New York U.S. Senator Kirsten Gillibrand is introducing legislation intended to help rural communities access federal government grants for long-term projects. She was at Clinton Community College in Plattsburgh on Monday to discuss how it would help initiatives like the school’s Institute for Advanced Manufacturing.
Senator Gillibrand took a quick tour of the Institute for Advanced Manufacturing, a 30,000 square foot facility that opened in 2017 on the Clinton Community College campus that partners with the region’s manufacturers to provide technology and workforce education.
New York’s junior U.S. Senator described how legislation she is introducing would help initiatives like the Institute be funded in rural areas across New York and the nation. The Democrat says the Rebuild Rural America Act would create a $50 billion grant program to specifically target rural regions.
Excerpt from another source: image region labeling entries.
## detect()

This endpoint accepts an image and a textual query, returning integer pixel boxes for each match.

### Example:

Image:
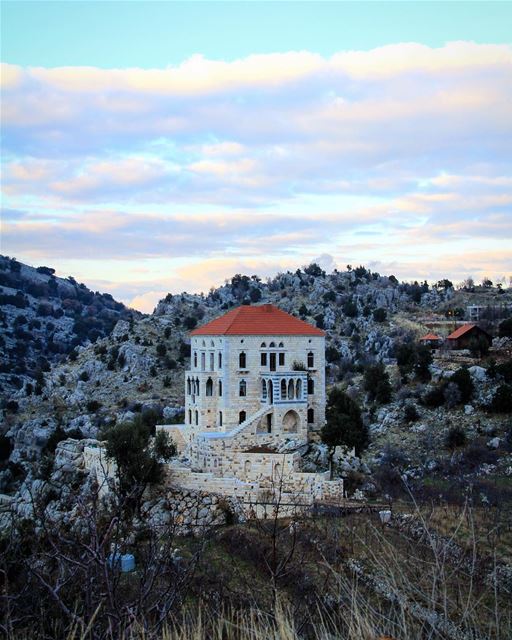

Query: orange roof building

[190,304,325,336]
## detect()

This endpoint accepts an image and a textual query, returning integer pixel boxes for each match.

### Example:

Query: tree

[450,367,475,404]
[445,427,466,451]
[104,418,176,505]
[436,278,453,291]
[498,318,512,338]
[320,388,369,476]
[364,362,391,404]
[373,307,387,322]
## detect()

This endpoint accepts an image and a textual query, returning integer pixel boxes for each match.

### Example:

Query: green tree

[104,418,176,506]
[450,367,475,404]
[320,388,369,477]
[363,362,391,404]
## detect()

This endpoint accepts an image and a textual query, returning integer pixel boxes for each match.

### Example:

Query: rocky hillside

[0,256,140,400]
[0,261,512,502]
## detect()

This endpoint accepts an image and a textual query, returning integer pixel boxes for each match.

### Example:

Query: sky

[0,0,512,311]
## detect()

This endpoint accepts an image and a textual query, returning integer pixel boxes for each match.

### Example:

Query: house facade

[153,304,343,505]
[185,305,325,438]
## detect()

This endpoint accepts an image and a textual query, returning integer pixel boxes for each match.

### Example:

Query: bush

[183,316,197,331]
[86,400,101,413]
[0,435,12,461]
[421,385,445,409]
[156,342,167,358]
[404,402,420,422]
[450,367,475,404]
[373,308,388,322]
[364,363,391,404]
[498,318,512,338]
[489,384,512,413]
[443,382,461,409]
[445,427,467,451]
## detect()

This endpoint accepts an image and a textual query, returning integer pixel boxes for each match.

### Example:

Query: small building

[419,333,443,349]
[446,323,492,349]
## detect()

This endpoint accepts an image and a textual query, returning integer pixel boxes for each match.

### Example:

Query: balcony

[260,371,308,405]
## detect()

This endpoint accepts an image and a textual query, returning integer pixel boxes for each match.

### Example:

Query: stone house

[446,323,492,349]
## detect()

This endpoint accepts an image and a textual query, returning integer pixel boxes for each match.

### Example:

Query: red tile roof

[190,304,325,336]
[446,323,477,340]
[420,333,442,341]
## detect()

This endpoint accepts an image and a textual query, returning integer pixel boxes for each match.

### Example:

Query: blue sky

[1,1,512,310]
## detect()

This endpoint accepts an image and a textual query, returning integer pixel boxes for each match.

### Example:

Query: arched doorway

[283,410,300,433]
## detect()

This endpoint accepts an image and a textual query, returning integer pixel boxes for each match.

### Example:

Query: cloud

[2,42,512,305]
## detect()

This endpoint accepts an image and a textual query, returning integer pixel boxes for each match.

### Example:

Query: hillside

[0,256,140,400]
[0,263,512,640]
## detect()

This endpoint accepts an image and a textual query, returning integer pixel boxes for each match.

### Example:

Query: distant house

[446,323,492,349]
[420,333,443,349]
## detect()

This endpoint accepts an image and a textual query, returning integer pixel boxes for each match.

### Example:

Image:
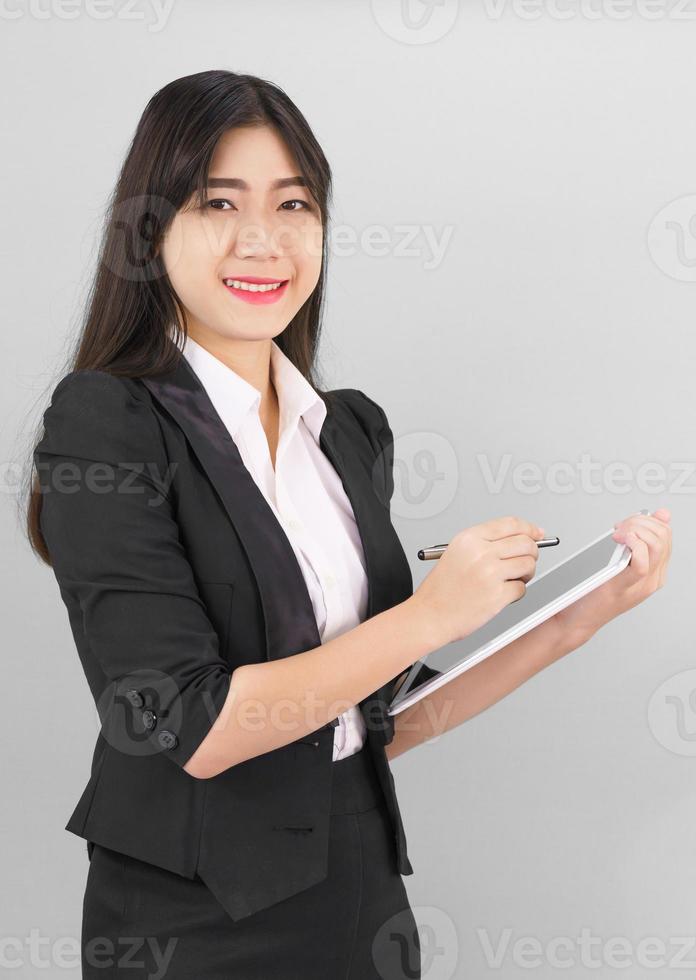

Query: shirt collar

[182,337,326,443]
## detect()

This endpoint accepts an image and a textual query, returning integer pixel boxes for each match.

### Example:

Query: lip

[222,276,287,286]
[222,276,289,306]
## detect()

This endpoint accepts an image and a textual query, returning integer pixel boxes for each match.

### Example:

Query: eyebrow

[208,177,307,191]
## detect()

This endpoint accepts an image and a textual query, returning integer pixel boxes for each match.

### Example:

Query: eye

[281,197,312,211]
[206,197,234,211]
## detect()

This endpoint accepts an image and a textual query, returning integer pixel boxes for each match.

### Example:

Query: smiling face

[162,126,323,343]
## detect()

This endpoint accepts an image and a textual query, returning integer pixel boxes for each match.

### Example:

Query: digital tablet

[388,510,650,715]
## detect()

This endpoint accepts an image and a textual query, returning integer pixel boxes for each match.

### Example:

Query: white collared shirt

[183,337,367,762]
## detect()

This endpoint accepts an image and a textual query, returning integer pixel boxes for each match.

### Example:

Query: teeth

[222,279,283,293]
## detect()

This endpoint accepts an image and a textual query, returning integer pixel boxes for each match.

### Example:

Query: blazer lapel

[140,355,410,660]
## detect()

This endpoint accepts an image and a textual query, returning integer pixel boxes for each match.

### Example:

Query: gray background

[0,0,696,980]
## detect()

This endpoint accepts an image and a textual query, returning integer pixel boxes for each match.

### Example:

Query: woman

[29,71,671,980]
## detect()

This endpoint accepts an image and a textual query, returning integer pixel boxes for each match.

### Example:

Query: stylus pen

[418,538,561,561]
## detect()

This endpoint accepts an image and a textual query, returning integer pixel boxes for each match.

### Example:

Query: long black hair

[26,70,331,565]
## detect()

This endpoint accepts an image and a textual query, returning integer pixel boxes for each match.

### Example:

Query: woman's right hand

[411,517,544,646]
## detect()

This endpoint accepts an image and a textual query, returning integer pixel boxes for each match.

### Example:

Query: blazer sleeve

[352,388,441,690]
[348,388,394,507]
[34,370,231,767]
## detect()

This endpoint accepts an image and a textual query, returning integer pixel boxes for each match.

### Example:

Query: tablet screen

[394,528,617,704]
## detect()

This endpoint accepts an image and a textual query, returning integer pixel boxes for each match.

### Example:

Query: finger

[500,555,536,582]
[624,531,650,582]
[612,517,669,546]
[612,518,672,572]
[612,516,672,561]
[479,516,544,541]
[491,534,539,559]
[614,511,672,537]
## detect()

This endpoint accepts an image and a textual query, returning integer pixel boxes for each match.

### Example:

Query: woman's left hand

[551,507,672,646]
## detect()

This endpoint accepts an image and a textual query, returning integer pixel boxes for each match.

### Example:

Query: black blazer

[35,355,434,919]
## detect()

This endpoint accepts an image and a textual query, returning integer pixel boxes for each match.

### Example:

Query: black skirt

[81,746,421,980]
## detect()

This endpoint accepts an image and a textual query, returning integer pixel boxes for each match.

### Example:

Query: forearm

[386,618,589,760]
[184,597,443,778]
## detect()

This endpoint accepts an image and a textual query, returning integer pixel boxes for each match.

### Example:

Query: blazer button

[157,728,179,749]
[143,708,157,732]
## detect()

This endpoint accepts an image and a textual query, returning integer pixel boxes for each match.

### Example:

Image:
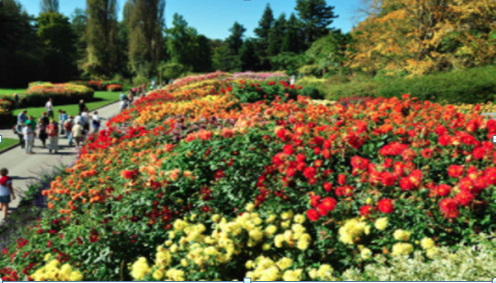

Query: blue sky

[18,0,360,39]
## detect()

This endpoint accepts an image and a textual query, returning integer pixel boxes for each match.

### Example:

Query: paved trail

[0,103,119,224]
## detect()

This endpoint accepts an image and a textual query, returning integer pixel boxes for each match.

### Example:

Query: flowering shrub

[0,73,496,281]
[106,84,122,91]
[24,83,94,107]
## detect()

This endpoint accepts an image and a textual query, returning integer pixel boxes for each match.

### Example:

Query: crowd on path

[13,98,101,154]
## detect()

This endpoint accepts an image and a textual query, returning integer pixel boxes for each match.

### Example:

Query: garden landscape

[0,0,496,281]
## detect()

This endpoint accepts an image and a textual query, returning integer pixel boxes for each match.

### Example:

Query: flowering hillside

[0,73,496,281]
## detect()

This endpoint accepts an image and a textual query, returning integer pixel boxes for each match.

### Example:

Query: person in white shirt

[45,98,53,119]
[22,125,35,154]
[91,111,100,134]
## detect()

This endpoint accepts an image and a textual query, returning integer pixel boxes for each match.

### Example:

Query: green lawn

[13,91,121,120]
[0,88,26,95]
[0,138,19,151]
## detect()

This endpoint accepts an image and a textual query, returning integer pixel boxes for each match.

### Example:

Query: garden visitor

[120,92,127,112]
[0,168,15,219]
[14,93,20,109]
[72,124,84,150]
[45,98,53,118]
[59,109,67,135]
[37,118,48,148]
[40,112,50,126]
[79,99,86,113]
[46,119,59,153]
[17,110,28,125]
[91,111,100,134]
[22,124,35,154]
[64,116,74,146]
[13,124,25,148]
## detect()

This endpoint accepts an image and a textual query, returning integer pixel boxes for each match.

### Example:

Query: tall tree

[81,0,118,77]
[71,8,87,66]
[226,22,246,55]
[37,12,77,82]
[0,0,42,87]
[267,13,287,56]
[281,13,304,53]
[41,0,59,13]
[296,0,337,45]
[128,0,165,78]
[254,4,275,70]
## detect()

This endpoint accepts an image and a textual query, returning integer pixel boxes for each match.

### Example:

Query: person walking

[45,98,53,119]
[0,168,16,219]
[37,118,48,148]
[46,119,59,153]
[59,109,68,135]
[91,111,100,134]
[72,124,84,151]
[79,99,86,113]
[22,124,36,154]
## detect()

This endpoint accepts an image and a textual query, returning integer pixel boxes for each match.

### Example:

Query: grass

[0,138,19,151]
[0,88,26,95]
[13,91,120,120]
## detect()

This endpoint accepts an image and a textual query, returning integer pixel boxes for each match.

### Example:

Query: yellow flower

[317,264,334,280]
[393,229,410,241]
[282,269,302,281]
[391,243,413,256]
[281,210,294,220]
[245,202,255,211]
[249,228,263,242]
[152,269,164,281]
[276,257,293,270]
[308,268,319,279]
[294,214,306,224]
[245,260,253,269]
[264,225,277,237]
[375,217,388,231]
[360,248,372,259]
[274,234,284,248]
[420,238,435,250]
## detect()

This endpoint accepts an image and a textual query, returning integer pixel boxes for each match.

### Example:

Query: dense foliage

[0,72,496,281]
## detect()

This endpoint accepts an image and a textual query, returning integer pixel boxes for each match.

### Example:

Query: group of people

[14,98,101,154]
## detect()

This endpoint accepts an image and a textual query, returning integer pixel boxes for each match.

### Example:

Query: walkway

[0,102,119,224]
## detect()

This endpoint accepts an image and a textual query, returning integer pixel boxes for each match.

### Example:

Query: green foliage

[37,12,77,82]
[126,0,165,77]
[296,0,337,46]
[377,66,496,103]
[301,85,324,99]
[81,0,119,77]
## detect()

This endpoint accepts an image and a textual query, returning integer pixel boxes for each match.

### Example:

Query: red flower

[448,165,464,178]
[377,198,394,214]
[454,191,475,206]
[380,171,397,186]
[360,204,374,218]
[439,198,460,218]
[303,167,317,179]
[323,182,332,192]
[307,208,320,221]
[121,170,138,180]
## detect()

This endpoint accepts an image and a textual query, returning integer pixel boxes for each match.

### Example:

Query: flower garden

[0,72,496,281]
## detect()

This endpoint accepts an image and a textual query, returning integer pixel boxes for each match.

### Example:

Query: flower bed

[0,74,496,281]
[20,83,95,107]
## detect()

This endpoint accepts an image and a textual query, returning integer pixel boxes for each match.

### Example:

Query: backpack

[46,124,58,136]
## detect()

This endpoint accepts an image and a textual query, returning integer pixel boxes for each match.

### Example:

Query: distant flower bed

[20,83,95,107]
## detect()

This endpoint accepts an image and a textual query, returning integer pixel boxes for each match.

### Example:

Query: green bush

[21,84,95,107]
[301,85,324,99]
[378,66,496,104]
[339,235,496,281]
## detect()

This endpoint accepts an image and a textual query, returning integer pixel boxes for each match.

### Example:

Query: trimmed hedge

[318,66,496,104]
[20,83,95,107]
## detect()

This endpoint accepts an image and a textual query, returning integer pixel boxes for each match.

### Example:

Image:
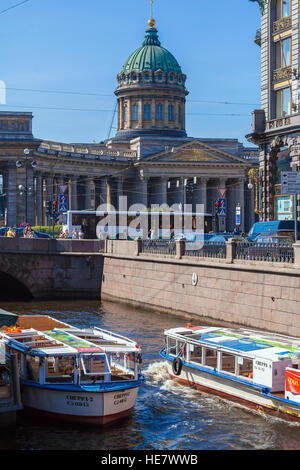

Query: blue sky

[0,0,260,145]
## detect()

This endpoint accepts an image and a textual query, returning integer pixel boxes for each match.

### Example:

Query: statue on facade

[250,0,268,14]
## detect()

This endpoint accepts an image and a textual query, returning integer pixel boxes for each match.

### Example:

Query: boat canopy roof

[165,326,300,361]
[0,317,139,356]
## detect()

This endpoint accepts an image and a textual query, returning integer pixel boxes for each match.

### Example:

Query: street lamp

[16,148,37,222]
[248,168,261,217]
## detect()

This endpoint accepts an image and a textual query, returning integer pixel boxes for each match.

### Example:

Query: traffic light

[51,201,59,223]
[46,201,53,217]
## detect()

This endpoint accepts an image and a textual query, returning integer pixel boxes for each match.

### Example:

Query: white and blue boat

[0,315,143,425]
[160,325,300,421]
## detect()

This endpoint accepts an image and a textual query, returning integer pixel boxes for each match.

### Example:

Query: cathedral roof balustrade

[38,142,137,161]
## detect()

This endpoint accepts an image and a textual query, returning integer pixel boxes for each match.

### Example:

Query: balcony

[273,16,292,34]
[273,65,293,82]
[266,116,292,131]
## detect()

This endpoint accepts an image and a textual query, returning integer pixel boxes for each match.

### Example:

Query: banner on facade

[285,370,300,395]
[58,184,68,194]
[218,188,226,199]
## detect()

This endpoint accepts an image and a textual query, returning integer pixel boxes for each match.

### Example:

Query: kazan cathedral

[0,19,258,231]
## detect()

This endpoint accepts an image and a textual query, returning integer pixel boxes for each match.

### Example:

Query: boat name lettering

[66,395,94,406]
[114,392,130,405]
[255,361,268,367]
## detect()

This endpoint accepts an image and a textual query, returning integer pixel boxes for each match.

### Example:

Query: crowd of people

[58,228,84,240]
[6,224,34,238]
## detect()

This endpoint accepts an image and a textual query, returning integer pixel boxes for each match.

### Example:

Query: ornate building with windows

[247,0,300,220]
[0,15,258,231]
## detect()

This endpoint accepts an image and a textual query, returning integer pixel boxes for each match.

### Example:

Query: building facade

[0,19,258,231]
[247,0,300,221]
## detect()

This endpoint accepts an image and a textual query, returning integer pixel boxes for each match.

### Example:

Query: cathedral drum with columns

[0,13,258,232]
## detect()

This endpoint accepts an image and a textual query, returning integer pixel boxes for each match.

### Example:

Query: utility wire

[0,104,249,117]
[6,87,259,106]
[0,0,30,15]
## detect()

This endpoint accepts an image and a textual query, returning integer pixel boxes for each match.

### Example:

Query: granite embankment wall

[102,240,300,337]
[0,238,103,300]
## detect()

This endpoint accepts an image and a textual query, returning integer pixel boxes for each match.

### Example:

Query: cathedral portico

[0,8,258,231]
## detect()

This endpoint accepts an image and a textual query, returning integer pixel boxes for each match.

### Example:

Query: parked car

[242,233,293,261]
[33,230,51,238]
[253,232,294,244]
[0,227,23,237]
[247,220,300,241]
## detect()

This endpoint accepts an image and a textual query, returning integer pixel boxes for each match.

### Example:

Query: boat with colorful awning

[160,325,300,421]
[0,315,143,424]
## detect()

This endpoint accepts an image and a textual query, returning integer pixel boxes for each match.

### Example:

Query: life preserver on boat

[172,357,182,375]
[65,366,73,375]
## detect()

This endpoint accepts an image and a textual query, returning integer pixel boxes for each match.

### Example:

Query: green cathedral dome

[121,28,182,75]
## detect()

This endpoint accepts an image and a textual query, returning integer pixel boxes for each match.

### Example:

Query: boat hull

[22,384,138,425]
[161,353,300,422]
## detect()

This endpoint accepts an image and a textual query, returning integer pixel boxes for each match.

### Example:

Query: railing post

[175,240,185,259]
[226,238,236,264]
[135,238,143,256]
[293,240,300,269]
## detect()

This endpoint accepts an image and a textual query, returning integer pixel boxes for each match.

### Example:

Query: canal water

[0,301,300,451]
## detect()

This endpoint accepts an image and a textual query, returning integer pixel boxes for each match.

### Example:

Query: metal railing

[141,240,176,255]
[235,242,294,263]
[184,241,226,258]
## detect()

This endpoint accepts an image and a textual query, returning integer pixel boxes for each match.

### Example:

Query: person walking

[72,228,79,240]
[6,227,16,238]
[78,228,84,240]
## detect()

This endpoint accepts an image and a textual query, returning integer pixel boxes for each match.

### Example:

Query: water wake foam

[143,362,170,384]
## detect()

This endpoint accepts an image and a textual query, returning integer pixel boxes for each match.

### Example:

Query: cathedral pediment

[143,139,251,165]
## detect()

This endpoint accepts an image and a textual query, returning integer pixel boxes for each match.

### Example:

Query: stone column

[35,173,43,225]
[193,177,208,212]
[137,177,148,207]
[151,98,156,127]
[96,178,107,207]
[180,178,187,207]
[70,176,78,211]
[138,98,143,129]
[4,164,17,226]
[163,100,169,127]
[219,178,227,232]
[128,98,132,129]
[237,178,245,231]
[106,178,112,206]
[160,176,168,204]
[116,176,123,210]
[84,178,92,210]
[46,175,53,202]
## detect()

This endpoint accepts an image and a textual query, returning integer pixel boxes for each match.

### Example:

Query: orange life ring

[5,326,22,334]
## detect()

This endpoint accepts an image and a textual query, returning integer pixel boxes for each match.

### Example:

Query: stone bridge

[0,238,103,300]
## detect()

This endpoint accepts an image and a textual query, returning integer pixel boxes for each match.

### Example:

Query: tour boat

[160,324,300,421]
[0,338,22,428]
[0,315,143,424]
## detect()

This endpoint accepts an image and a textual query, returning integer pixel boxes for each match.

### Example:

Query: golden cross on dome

[148,0,155,28]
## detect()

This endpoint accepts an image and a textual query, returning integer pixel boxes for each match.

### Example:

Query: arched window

[168,104,174,121]
[144,104,151,121]
[156,104,164,121]
[132,104,139,121]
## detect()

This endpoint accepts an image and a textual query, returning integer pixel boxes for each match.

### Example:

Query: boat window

[176,341,186,359]
[26,355,40,382]
[238,357,253,379]
[221,352,235,374]
[190,344,202,364]
[167,337,176,356]
[46,356,74,382]
[204,348,218,369]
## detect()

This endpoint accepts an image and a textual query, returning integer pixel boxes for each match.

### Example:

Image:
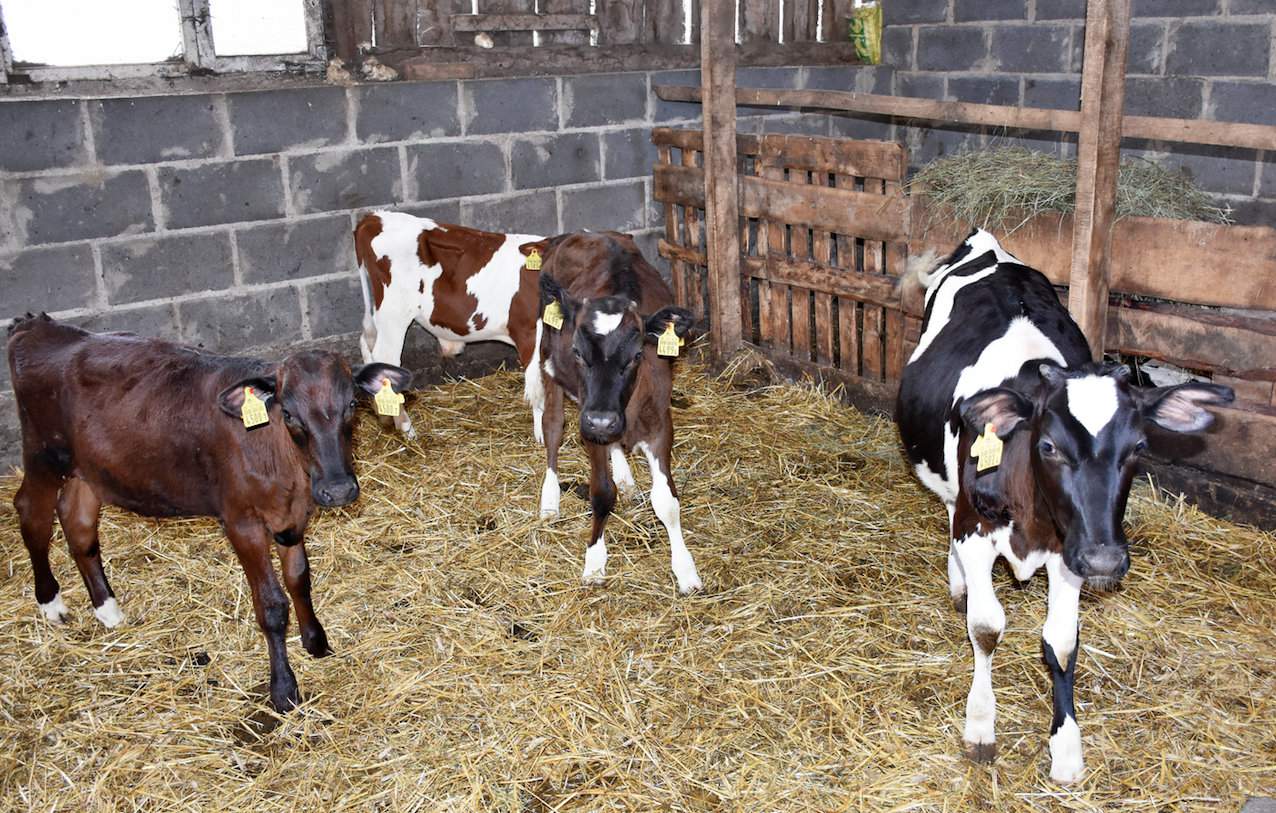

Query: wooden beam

[1068,0,1129,359]
[652,86,1276,151]
[701,0,744,359]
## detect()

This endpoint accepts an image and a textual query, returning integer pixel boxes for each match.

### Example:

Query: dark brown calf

[9,315,411,711]
[523,232,701,593]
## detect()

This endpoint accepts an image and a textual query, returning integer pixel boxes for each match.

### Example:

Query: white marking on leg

[610,443,638,496]
[593,311,624,336]
[541,468,561,519]
[581,533,607,587]
[954,527,1009,756]
[93,597,124,629]
[638,443,704,596]
[1050,717,1086,785]
[1068,375,1117,438]
[40,591,70,624]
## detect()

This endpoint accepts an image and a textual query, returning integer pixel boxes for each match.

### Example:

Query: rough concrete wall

[838,0,1276,225]
[0,68,857,465]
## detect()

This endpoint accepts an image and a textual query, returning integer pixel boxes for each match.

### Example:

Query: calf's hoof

[965,740,997,765]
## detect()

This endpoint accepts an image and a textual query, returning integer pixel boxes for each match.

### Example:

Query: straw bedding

[0,364,1276,812]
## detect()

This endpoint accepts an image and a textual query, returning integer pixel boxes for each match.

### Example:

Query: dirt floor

[0,364,1276,812]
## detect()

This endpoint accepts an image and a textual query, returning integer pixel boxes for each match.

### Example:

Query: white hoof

“Federal grants are often too narrow and inflexible to support the development needs of rural communities. Our system simply doesn’t work for rural communities. This bill would level the playing field for rural communities by overhauling our current federal funding models. The block grants would be flexible, allowing the communities to address a wide range of issues and putting the decision making back into the hands of the community members themselves. It would empower communities to invest across a variety of industries to address complex challenges a region may face and help them to grow their economies.”
North Country Chamber President Garry Douglas says many federal development programs are tilted toward urban areas and this bill would help rural development opportunities. "While conceptually they were open to areas like ours, you could never effectively compete. That you could never compete with the metro areas with their numbers and the way things were skewed. She has in recent years changed language, done amendments, added programs that are directed to rural regions.”
The bill includes the formation of Regional Rural Partnership Councils. Gillibrand says the concept predates New York’s Regional Economic Development Councils and is partly based on her past experiences with North Country officials.
“We’re calling for Regional Rural Partnership Councils made up of a cross section of local leaders including elected officials, economic development organizations, cooperatives, higher ed and foundations. That’s what we’ve been doing in the North Country for my entire 12 years in public service, so frankly the idea came from here, and it is the best model because every time we come up with what’s the best way to invest money locally, it’s already agreed upon. All the local leaders have already bought in. All the local employers have already bought in, the community colleges have bought in and the state schools have bought in. So that’s, this is what works. And so it’s really based on what the North Country frankly has been doing since I started out as a House member in 2006.”
Clinton Community College President Ray DiPasquale is enthusiastic that the bill builds in long-term sustainability for grants. “The ability to be able to plan ahead and say we’ve got this finding for five years, potentially 10 years, is what is so critical because so often we’ll get a grant, it’s for one year or two years and then the funding goes away, and you can’t sustain it. This bill would allow $50 billion to be infused into the United States and give us sustainability that whatever we’re doing, if we’re hiring new instruction, if we’re providing training, that people can then begin to plan knowing that that funding will be sustained for multiple years.”
Senator Gillibrand also outlined the Rebuild Rural America Act during a visit to Hudson, New York, with Congressman Antonio Delgado earlier Monday.